The German state of Hessen (Hesse) has been hit with a ransomware attack, causing the government to shut down IT systems and disrupting the availability of its consumer advice center.
Hessen is a state in central Germany with over six million people that encompasses Frankfurt, the country’s second-largest metropolitan area and a major financial center.
An announcement published yesterday on the state’s online portal says telephone and email communications have been impacted due to a cyberattack that occurred on Thursday, February 22.
“Early on Thursday morning, there was an attack on the IT infrastructure at the Hesse consumer advice center,” reads the announcement. (machine translated)
“As a result, the Hesse consumer advice center could not be reached by telephone for a short time on Friday.”
Although the communication disruptions have been mostly addressed, and the website is fully operational, people continue to have trouble reaching the consumer advice center and consumer advocates.
External IT security experts aid the state’s efforts to restore the availability of all communication channels in the impacted advice centers, but an estimate for a return to normal operations has not been given at this time.
The more worrying aspect of the cyberattack is the possibility of a data breach that could have impacted many Hessen citizens.
Ransomware actors often steal data from compromised networks before proceeding with the encryption step to use as leverage in the ensuing extortion phase.
Hessen authorities declared that they are in no position to determine whether any data had been stolen at this stage of the investigation but will inform affected individuals if and when a personal data compromise is confirmed.

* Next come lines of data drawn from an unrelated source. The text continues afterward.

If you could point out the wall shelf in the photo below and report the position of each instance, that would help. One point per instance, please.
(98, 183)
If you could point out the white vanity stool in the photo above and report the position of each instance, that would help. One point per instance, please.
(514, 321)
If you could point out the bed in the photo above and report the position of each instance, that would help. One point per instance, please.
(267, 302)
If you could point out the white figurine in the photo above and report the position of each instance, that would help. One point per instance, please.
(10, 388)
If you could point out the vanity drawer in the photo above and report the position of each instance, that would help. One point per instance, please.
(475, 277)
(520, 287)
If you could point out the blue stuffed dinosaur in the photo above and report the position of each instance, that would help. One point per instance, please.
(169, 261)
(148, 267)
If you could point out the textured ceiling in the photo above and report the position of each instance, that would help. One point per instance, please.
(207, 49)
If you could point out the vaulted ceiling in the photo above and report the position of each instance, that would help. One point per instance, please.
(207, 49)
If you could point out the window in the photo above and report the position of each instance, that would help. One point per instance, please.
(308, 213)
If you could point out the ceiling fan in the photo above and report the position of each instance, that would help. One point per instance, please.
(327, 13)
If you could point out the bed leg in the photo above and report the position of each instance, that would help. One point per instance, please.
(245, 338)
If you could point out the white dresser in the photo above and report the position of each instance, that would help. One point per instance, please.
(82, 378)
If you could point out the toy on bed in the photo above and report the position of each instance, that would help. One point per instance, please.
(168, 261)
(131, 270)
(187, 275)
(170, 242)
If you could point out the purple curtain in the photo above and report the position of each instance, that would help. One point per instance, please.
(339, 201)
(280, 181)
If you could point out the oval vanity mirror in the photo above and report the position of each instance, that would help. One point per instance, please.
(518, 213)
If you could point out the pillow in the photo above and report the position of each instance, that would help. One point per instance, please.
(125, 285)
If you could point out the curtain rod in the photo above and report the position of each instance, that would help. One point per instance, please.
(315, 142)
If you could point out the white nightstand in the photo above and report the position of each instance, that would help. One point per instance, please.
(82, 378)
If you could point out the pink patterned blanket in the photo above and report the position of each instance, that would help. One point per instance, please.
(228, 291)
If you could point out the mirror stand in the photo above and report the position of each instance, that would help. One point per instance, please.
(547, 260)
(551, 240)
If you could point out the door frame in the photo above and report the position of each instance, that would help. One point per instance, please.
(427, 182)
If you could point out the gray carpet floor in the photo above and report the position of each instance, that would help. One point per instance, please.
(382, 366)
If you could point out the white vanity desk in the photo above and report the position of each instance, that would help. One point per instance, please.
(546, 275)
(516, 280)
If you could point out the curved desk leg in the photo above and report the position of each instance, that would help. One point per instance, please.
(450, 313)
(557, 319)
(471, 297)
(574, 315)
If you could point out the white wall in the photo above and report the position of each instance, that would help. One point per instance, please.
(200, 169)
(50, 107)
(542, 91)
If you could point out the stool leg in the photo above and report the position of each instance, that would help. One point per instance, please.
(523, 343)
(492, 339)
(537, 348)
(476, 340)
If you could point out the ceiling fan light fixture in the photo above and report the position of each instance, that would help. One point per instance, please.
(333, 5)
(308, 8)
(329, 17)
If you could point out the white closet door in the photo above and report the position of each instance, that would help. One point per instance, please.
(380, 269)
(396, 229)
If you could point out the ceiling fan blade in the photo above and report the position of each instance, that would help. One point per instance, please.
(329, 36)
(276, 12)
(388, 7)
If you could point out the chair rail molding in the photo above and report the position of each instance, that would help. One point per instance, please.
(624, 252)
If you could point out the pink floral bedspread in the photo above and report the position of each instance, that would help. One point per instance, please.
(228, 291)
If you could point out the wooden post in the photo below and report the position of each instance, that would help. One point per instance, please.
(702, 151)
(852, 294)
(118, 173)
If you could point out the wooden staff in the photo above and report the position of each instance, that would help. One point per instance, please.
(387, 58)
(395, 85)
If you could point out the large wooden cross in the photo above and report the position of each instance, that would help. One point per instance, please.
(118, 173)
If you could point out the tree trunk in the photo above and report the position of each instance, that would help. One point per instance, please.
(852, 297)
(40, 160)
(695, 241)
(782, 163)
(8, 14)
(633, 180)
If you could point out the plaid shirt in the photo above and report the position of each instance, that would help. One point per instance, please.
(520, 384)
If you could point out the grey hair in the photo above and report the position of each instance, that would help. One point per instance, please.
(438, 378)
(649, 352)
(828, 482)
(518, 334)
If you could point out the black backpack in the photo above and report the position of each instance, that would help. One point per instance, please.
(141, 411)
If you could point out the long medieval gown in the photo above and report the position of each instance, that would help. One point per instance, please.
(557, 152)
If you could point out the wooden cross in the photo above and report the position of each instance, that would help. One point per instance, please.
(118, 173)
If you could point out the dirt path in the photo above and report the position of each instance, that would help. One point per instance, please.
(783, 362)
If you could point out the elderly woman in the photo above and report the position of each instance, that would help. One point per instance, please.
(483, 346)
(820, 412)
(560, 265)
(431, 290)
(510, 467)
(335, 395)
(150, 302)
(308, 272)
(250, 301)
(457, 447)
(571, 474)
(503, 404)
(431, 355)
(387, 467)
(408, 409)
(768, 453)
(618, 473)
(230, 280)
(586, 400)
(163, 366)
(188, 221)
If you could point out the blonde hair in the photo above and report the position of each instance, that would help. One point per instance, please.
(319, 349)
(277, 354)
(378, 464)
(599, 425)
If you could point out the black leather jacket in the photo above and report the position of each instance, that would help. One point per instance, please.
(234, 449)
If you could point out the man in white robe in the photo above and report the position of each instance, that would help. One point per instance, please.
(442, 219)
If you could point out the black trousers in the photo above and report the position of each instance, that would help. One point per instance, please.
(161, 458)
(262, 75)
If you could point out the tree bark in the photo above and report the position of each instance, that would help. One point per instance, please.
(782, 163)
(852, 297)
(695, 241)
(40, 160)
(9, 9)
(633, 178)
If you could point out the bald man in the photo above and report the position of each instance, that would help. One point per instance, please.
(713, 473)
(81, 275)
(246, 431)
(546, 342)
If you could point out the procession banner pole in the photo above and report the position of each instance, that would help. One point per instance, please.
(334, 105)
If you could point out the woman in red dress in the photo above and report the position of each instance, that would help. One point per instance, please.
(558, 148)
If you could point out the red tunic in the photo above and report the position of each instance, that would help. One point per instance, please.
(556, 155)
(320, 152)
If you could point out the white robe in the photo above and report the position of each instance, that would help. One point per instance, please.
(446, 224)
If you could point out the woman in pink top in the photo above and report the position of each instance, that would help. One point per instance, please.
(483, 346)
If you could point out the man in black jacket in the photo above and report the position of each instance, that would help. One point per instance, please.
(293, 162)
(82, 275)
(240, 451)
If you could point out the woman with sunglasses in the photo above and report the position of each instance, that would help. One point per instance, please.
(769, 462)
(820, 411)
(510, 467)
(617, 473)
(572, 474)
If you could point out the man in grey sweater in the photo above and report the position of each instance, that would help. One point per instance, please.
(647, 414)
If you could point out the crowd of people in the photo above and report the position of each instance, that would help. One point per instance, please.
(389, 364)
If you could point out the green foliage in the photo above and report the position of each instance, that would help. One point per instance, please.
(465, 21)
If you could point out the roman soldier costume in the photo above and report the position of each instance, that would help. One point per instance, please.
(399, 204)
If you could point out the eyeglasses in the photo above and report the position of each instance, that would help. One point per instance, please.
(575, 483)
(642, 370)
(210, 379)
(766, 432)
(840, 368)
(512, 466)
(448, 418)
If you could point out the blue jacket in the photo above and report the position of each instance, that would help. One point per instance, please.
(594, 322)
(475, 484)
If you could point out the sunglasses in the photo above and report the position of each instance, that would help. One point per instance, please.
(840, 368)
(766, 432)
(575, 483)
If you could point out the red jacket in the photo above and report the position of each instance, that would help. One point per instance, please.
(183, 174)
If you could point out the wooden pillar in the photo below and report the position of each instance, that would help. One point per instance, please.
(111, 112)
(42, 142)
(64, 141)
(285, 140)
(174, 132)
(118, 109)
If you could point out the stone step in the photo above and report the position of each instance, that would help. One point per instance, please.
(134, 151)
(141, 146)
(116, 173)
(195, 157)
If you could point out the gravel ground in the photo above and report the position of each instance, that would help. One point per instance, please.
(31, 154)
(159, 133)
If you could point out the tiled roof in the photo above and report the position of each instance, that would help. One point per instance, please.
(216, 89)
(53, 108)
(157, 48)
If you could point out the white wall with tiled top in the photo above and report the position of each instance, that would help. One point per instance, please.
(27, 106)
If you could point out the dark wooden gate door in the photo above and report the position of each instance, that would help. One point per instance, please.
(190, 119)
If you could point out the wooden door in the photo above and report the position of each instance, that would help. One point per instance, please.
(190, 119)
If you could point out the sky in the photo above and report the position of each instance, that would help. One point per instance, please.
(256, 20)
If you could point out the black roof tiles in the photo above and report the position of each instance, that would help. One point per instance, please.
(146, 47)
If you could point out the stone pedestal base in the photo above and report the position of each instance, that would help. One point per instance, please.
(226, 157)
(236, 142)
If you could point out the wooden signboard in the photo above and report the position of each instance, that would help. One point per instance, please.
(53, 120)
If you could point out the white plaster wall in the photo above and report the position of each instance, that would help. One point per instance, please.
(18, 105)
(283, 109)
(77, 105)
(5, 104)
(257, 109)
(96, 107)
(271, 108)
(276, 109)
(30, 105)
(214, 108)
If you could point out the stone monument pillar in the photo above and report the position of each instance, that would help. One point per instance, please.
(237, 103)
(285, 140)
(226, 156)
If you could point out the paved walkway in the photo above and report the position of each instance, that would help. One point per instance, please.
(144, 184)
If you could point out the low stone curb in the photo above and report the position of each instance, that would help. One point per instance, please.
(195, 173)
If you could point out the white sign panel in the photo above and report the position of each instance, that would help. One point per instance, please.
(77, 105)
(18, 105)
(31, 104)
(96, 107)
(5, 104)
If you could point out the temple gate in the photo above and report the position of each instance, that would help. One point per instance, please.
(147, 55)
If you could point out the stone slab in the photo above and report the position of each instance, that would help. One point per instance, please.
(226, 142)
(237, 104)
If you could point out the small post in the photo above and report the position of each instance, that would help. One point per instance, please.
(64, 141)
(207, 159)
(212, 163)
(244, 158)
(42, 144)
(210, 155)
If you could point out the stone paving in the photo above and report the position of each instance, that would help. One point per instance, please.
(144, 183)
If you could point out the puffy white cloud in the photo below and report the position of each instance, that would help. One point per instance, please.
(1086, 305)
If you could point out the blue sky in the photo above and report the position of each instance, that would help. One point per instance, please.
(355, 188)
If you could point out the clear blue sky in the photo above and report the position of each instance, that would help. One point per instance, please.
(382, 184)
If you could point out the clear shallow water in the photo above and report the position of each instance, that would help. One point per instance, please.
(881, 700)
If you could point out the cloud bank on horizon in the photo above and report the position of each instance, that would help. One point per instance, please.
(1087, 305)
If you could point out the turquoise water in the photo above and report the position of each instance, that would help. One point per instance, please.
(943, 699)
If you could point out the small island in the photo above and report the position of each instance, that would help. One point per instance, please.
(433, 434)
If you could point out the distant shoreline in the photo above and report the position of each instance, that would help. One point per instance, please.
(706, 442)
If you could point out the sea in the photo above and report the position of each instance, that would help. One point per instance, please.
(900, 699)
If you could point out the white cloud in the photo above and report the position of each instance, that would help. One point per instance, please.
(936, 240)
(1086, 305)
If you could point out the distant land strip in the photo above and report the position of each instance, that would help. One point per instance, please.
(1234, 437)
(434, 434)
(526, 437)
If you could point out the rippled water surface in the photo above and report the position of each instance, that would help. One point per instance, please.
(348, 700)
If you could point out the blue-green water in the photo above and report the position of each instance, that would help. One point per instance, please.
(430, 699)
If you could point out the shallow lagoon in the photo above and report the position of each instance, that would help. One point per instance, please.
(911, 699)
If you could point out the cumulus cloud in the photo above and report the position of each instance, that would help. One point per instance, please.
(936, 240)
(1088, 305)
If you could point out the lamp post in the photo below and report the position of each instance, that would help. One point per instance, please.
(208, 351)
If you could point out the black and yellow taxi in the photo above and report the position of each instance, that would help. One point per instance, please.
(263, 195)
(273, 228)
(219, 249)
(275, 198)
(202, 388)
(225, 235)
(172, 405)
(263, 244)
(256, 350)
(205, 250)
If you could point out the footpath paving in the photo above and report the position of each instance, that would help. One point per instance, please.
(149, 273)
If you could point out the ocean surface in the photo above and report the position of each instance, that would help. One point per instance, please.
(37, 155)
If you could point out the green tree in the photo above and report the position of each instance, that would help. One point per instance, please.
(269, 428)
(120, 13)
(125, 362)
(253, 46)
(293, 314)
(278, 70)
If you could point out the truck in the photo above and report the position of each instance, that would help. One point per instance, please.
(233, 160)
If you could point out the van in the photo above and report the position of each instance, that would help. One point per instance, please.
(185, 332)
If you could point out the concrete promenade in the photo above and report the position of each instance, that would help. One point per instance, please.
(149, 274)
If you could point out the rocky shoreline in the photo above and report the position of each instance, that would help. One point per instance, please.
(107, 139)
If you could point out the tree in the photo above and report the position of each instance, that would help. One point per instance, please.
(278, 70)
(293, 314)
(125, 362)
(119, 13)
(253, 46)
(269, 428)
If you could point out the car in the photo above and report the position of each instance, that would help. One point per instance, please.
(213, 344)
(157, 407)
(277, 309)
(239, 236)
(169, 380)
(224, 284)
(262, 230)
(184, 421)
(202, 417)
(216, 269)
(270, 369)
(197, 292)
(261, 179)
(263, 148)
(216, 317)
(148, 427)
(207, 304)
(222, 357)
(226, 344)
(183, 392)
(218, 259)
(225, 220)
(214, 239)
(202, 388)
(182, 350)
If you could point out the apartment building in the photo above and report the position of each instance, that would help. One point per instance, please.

“The data on the server and some backup systems is currently encrypted. It is not yet clear whether or which data has been leaked. As soon as it becomes clear, those affected will be informed.” – Hessen
Hessen’s consumer center clarified that it strives to store the minimum possible amount of data on its servers as part of its commitment to data protection. However, it did not mention what data types it holds.
The state’s data protection and IT security offices have been informed about the cybersecurity incident, and a criminal complaint has been filed with the Hessen police.
By the time of writing this, none of the major ransomware operations had taken responsibility for last week’s attack at Hessen.